Najwyższa Izba Kontroli sprawdzała przetargi Uniwersyteckiego Szpitala Klinicznego w Olsztynie. Jak się okazuje wykryto szereg nieprawidłowości przy zamówienia w latach 2012-2014. W postępowaniu o udzielenie zamówienia publicznego na informatyzację szpitala, nie wszystkie zamówione i zakupione urządzenia były lecznicy potrzebne.
Jak informuje NIK - prawie 50 tys. złotych wydano na skaner klisz RTG, który nie był już po zakupie wykorzystywany w badaniach pacjentów. Od chwili jego dostawy we wrześniu 2013 roku aż do czerwca 2015 roku urządzenie to nie zostało nawet rozpakowane.
To nie jedyne nieprawidłowości. NIK wykryła również, że w tym samym postępowaniu zamawiane były komputery przenośne opisano tak, iż krąg dostawców był mocno ograniczony.
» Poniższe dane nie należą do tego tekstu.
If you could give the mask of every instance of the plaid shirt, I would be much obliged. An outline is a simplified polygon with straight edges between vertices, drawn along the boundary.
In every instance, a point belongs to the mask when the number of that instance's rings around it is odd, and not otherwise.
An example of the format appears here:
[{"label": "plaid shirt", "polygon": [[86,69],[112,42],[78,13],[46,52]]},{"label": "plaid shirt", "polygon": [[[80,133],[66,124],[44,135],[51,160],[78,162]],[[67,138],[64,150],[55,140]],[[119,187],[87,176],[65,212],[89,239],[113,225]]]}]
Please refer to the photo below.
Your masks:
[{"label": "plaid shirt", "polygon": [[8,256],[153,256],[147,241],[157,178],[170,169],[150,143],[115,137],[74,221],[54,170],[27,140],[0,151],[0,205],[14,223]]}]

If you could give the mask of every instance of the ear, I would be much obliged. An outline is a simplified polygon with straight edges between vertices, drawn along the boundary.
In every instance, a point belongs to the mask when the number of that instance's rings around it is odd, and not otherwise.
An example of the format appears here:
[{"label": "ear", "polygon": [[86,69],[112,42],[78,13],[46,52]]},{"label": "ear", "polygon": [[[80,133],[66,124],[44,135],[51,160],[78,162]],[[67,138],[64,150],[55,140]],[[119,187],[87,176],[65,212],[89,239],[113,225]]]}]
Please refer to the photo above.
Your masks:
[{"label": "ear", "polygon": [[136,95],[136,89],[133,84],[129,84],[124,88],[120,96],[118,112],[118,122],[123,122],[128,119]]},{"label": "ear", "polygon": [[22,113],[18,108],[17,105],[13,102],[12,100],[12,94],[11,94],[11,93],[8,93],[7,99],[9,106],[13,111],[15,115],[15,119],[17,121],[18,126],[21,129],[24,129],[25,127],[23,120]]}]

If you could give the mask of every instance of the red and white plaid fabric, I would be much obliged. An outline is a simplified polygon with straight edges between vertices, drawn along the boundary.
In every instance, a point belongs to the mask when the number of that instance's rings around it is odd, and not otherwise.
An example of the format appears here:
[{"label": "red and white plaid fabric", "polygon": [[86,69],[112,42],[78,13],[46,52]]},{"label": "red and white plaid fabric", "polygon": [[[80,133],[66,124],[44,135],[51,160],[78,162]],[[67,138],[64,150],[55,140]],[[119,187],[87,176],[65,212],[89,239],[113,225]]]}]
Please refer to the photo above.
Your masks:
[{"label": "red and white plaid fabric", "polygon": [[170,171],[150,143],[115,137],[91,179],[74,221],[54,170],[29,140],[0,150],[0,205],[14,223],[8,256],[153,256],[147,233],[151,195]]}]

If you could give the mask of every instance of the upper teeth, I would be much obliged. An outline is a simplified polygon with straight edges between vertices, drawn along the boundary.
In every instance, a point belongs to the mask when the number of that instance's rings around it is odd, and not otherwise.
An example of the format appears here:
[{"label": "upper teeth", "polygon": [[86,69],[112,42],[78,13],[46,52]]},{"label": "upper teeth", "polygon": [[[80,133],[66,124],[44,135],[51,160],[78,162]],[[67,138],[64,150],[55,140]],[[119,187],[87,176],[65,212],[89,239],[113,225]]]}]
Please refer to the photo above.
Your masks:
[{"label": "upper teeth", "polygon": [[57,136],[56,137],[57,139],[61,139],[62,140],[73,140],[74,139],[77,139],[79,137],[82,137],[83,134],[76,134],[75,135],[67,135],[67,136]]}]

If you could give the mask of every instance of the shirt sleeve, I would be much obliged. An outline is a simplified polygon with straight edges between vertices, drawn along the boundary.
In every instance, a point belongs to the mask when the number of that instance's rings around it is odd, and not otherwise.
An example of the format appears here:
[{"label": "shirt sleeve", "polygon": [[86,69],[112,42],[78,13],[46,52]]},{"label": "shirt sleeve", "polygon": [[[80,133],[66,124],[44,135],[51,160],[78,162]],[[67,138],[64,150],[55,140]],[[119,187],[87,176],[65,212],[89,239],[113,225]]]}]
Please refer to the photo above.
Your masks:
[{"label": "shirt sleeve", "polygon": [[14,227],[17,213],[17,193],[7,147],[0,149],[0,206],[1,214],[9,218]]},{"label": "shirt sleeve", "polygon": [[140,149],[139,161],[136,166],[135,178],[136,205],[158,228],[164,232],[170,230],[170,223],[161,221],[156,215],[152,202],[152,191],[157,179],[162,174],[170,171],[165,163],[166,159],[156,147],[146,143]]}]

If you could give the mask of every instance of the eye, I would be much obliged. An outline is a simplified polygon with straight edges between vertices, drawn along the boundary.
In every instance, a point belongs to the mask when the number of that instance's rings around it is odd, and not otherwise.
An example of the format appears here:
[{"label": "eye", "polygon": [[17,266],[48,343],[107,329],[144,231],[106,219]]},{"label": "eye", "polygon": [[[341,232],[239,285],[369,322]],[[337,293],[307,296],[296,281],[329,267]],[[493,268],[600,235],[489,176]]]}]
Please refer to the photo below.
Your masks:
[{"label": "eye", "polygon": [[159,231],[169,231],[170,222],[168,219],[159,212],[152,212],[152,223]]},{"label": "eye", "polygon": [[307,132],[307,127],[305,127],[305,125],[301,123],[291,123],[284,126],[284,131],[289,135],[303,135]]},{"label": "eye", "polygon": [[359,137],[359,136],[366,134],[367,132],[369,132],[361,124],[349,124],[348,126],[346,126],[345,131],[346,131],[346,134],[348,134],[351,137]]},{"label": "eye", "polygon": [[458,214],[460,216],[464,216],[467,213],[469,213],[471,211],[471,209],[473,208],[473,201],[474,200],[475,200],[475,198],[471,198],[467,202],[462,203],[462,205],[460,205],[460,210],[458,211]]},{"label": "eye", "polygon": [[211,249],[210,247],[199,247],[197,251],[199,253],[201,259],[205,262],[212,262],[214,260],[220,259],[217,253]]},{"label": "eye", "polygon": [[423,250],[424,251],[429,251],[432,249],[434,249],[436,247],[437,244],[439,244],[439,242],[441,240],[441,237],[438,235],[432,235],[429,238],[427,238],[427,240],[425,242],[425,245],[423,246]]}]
W opisie zamówienia wskazano bowiem na konkretne rozwiązania techniczne - indywidualnie określony port szybkiej transmisji, stosowany w sprzęcie tylko jednego znanego producenta. W ocenie NIK, takie działanie było niezgodnie z ustawą Prawo zamówień publicznych, gdyż skutkowało naruszeniem zasady uczciwej konkurencji i równego traktowania podmiotów.
Kontrolerzy dopatrzyli się również nieprawidłowości na etapie odbioru zakupionego sprzętu. 33 dostarczone tablety medyczne o wartości 95 tys. złotych zostały przez szpital odebrane, pomimo że nie spełniały wymogów określonych w przetargu. Nie wyposażono ich bowiem w możliwość korzystania z Internetu za pośrednictwem sieci komórkowych, co było jednym z istotnych warunków tego zamówienia.
Nieprawidłowości wykryto również w postępowaniu na wybór wykonawców dokumentacji niezbędnej do realizacji przez szpital dwóch projektów. Zostały przeprowadzone w taki sposób, aby uniknąć stosowania Prawa zamówień publicznych. Całość zamówienia podzielono na dwie części po to, by wartość poszczególnych części nie przekraczała kwoty zobowiązującej do stosowania tej ustawy. W dodatku w obu postępowaniach wygrał wykonawca reprezentowany przez osobę, która wcześniej powiązana była zawodowo z Pełnomocnikiem ds. Operacyjnych Szpitala.
Kontrolerzy ustalili również, że przed wszczęciem tych postępowań informacje na temat kosztów zamawianej dokumentacji Szpital uzyskał właśnie od zwycięskiego wykonawcy.
Najwyższa Izba Kontroli poddała również w wątpliwość wypłatę pełnego wynagrodzenia firmie szkoleniowej. Firma ta wypełniła bowiem jedynie część umowy. Z dziesięciu zaplanowanych szkoleń przeprowadziła tylko osiem, mimo to inkasując całość kwoty – 30 tysięcy złotych - jaka przysługiwała za zrealizowanie w pełni umowy.